QP, or quantum placet, latin for as much as you please, is a young but stable framework, benefiting from the several years of experience of its tried and tested predecessor, Quixote. QP provides most of what one expects from a high-level web framework in this technical essay:
- Mature request/response classes
- Cookies and other HTTP headers
- Flexible URL dispatching
- Unicode templating, using QPY
- Crumbs and menus
- Error handling and Logging
- Multi-process HTTP/SCGI server
- Multi-site management
- Users and Sessions
- A Permissions model
The last 3 features depend on a database — by default, QP assumes that the Durus object database is being used for persistence. Using Durus, these database-dependent features work out-of-the-box.

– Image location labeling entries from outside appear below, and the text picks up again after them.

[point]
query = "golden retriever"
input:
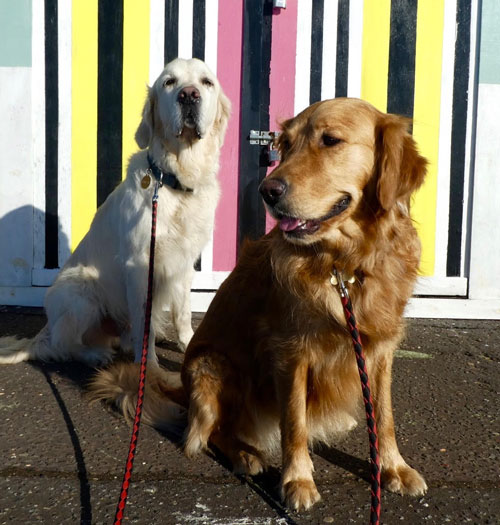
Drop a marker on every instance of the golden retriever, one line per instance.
(272, 364)
(100, 293)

In addition to these functionalities, that one tends to expect from a high level web framework, QP provides other features and innovations that are maybe less known but all the more intriguing:
- The simple RespondNow pattern, to break out of path traversal.

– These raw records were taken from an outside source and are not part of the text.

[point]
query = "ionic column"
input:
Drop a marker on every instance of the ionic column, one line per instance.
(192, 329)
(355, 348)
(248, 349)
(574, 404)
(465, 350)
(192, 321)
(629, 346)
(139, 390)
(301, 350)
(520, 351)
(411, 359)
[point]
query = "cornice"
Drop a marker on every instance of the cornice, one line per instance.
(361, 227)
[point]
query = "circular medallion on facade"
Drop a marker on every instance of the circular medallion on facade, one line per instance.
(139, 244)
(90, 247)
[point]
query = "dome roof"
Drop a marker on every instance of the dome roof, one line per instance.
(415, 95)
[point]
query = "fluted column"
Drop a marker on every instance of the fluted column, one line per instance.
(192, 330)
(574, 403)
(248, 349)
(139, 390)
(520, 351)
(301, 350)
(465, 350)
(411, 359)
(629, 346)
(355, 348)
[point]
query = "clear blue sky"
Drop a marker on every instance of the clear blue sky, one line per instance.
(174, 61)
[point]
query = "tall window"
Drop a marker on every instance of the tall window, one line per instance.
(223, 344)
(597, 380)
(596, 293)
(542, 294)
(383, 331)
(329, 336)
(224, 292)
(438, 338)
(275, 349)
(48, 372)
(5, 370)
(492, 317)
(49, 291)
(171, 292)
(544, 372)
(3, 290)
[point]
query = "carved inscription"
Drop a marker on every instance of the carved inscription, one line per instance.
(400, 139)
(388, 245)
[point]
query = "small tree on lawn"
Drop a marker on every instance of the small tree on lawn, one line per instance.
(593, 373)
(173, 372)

- The spec validation module.
- Customizable URL traversal, with hooks _q_traverse() and _q_lookup() at every component. This flexibility facilitates the design of RESTful URLs and applications.
- Possibility to use any template system, easily.
- Possibility to run QP without a database, or with any database. This forfeits the out-of-the-box Durus-dependent features, mentioned above, however the DB interaction API required to achieve same with a different persistence layer is small.
- Possibility to customize the entire handling of the response to each request, by overriding the Publisher.process_hit() method (a Hit holds a request and a response).
- Pythonic conceptual integrity, that may be crudely translated to mean no magic and no bloat.
And, many other simply delightful QP features waiting to be discovered!